Uncovering metadata from semi-structured cohort data
Harmonisation of attributes across different cohorts is very challenging and labour intensive, but critical to leverage the collective potential of the data. While this problem is common across different domains, their individual needs and requirements make it difficult to employ a common set of tools or to directly apply standard machine learning techniques. For example, besides well structured metadata, cohorts are also described in scientific publications, and supplementary sections of research papers often contain large amounts of semi-structured data. This supplementary data could contain additional information which could both reaffirm and enhance original data and thus would be very helpful in search and data discovery. Due to its nature and scale, this data is not amenable to manual processing, and instead requires application of machine learning and Natural Language Processing (NLP) techniques to extract any useful information.
The CINECA text mining group aims to provide common tools and methods to extract additional metadata from structured and semi-structured fields in cohorts’ data.
Text mining team
The text-mining team encompasses members from CINECA participant institutions such as SFU, EMBL-EBI, HES-SO, and UCT. The teams are initially focusing on building tools based on their prior experience/knowledge targeting specific cohorts. The goal is to expose each of them as (micro)services, which will then be made available via a collective interface for general cohort text analysis related tasks.

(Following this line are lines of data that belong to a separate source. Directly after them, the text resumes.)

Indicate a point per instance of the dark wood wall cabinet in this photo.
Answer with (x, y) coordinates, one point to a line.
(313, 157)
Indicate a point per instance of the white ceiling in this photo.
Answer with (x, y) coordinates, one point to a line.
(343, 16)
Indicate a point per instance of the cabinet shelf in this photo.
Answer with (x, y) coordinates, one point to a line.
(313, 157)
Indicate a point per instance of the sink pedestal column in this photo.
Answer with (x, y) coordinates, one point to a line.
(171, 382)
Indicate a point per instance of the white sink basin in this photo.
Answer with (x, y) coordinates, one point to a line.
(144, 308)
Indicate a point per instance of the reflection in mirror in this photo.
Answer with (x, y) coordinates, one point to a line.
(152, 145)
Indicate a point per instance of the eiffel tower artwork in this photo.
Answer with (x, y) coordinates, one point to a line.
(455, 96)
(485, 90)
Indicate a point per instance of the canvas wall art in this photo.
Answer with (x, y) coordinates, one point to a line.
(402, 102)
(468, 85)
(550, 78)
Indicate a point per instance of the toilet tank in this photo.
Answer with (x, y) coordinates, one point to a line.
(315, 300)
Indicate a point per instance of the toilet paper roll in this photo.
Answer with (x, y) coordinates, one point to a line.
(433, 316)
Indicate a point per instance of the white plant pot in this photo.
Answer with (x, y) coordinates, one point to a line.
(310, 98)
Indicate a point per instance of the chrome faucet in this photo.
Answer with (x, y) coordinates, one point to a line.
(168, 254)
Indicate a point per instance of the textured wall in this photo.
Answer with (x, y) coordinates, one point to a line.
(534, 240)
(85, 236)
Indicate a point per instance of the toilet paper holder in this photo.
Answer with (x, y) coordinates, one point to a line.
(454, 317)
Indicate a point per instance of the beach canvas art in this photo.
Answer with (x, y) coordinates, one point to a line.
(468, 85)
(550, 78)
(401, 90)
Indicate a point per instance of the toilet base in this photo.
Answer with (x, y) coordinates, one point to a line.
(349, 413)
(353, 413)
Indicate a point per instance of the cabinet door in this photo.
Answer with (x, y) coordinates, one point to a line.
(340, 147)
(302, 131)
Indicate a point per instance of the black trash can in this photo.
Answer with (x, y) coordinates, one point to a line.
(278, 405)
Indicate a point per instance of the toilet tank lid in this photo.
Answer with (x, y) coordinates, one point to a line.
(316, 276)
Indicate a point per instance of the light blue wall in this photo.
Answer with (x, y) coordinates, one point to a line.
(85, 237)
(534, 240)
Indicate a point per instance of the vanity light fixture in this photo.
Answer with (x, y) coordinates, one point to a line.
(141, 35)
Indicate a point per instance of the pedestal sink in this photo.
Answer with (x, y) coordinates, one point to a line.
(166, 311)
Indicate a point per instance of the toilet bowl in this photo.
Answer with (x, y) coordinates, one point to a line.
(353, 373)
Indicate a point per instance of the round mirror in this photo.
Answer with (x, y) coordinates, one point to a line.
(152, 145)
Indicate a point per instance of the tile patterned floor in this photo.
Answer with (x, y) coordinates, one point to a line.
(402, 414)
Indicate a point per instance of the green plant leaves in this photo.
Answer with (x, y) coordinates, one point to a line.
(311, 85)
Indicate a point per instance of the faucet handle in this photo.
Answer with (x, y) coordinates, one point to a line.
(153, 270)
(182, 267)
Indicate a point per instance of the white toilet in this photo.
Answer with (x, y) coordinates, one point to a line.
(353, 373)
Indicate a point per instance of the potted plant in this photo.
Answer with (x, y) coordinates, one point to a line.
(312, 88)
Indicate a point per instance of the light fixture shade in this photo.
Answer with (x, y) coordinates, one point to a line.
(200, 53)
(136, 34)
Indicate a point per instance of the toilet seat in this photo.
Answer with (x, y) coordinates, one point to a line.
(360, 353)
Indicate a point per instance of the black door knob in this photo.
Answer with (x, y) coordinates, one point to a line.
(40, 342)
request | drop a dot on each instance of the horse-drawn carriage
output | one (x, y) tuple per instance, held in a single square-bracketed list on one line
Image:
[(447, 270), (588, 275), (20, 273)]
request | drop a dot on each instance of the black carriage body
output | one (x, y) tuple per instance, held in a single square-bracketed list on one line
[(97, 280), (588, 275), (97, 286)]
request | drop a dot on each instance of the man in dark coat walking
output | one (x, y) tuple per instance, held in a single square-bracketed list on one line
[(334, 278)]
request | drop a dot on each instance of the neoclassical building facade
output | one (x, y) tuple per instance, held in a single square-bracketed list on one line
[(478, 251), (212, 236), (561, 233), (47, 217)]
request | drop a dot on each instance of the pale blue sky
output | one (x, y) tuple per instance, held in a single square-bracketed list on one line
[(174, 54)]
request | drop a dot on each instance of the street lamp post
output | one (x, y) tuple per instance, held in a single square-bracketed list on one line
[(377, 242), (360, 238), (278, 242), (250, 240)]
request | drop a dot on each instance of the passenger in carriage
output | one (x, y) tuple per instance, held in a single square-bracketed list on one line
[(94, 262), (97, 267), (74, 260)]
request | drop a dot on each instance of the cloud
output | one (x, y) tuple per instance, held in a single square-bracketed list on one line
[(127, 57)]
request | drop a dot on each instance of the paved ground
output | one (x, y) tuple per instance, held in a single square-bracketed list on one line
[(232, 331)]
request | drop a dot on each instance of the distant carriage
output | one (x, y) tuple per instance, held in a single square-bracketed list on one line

Focusing on the CoLaus/PsyCoLaus cohort data, HES-SO/SIB has developed a pipeline using MetaMap, a machine learning and rule based framework for assigning unambiguous metadata descriptors to free text. SFU has developed a rule-based text mining tool LexMapr that cleans up and parses shorter form unstructured text to extract biomedical entities and map these to standard ontology terms. EMBL-EBI has developed Zooma and Curami pipelines to annotate and curate semi-structured data, which we describe further below.
Zooma pipeline
Zooma is an ontology annotation tool developed at EMBL-EBI for mapping free text to ontology terms. Zooma is backed by a linked data repository of annotation knowledge which contains curated annotations derived from many publicly available data sources such as Expression Atlas, Open Targets and GWAS Catalog. Therefore Zooma can facilitate annotations relating to a diverse range of topics including disease and phenotypes, drug treatments, anatomical components, species, cell types, etc. Furthermore Zooma can be easily configured to use new data sources or prioritise certain data sources over others to enhance context sensitivity. To increase FAIRness (1) of its data, BioSamples has developed a pipeline to automatically annotate sample attribute-values with ontologies using Zooma. This allows researchers to do complex queries using ontology expansion and synonyms - for example, searching for heart diseases will return samples annotated with myocardial infarction using ontology expansion.
Curami pipeline
Curami is a machine assisted curation tool for harmonising data in the EBI BioSamples database. Curami aims to both identify erroneous attributes in the dataset and find a suitable replacement for it. Attribute pairing strategy is based on the assumption that, in most cases, the replacement for an erroneous attribute can be found within the dataset. After the text normalisation process Curami applies different NLP techniques to identify semantically and syntactically similar pairs of attributes. Filtered attribute pairs are loaded into neo4j graph database for identifying clusters of similar attributes. Sorted pairs based on curation impact are manually curated before feeding back to the BioSamples database. In the future we expect to use these curation results for machine learning analysis.
Conclusion
Using Zooma we have been able to add 15 million ontology annotations onto the 14 million public samples that BioSamples contains as of September 2020. We will apply Zooma for annotating cohort data with existing and new ontologies developed as a part of CINECA project to streamline mapping to the CINECA metadata model and improve data integration. Curami has allowed for automated curation of in excess of 40 million attributes. We recently deployed a curami-based recommendation service to improve the comprehensiveness of the metadata at submission time. Utilised together, Zooma and Curami increase data FAIRness at scale both on existing data and for future submissions.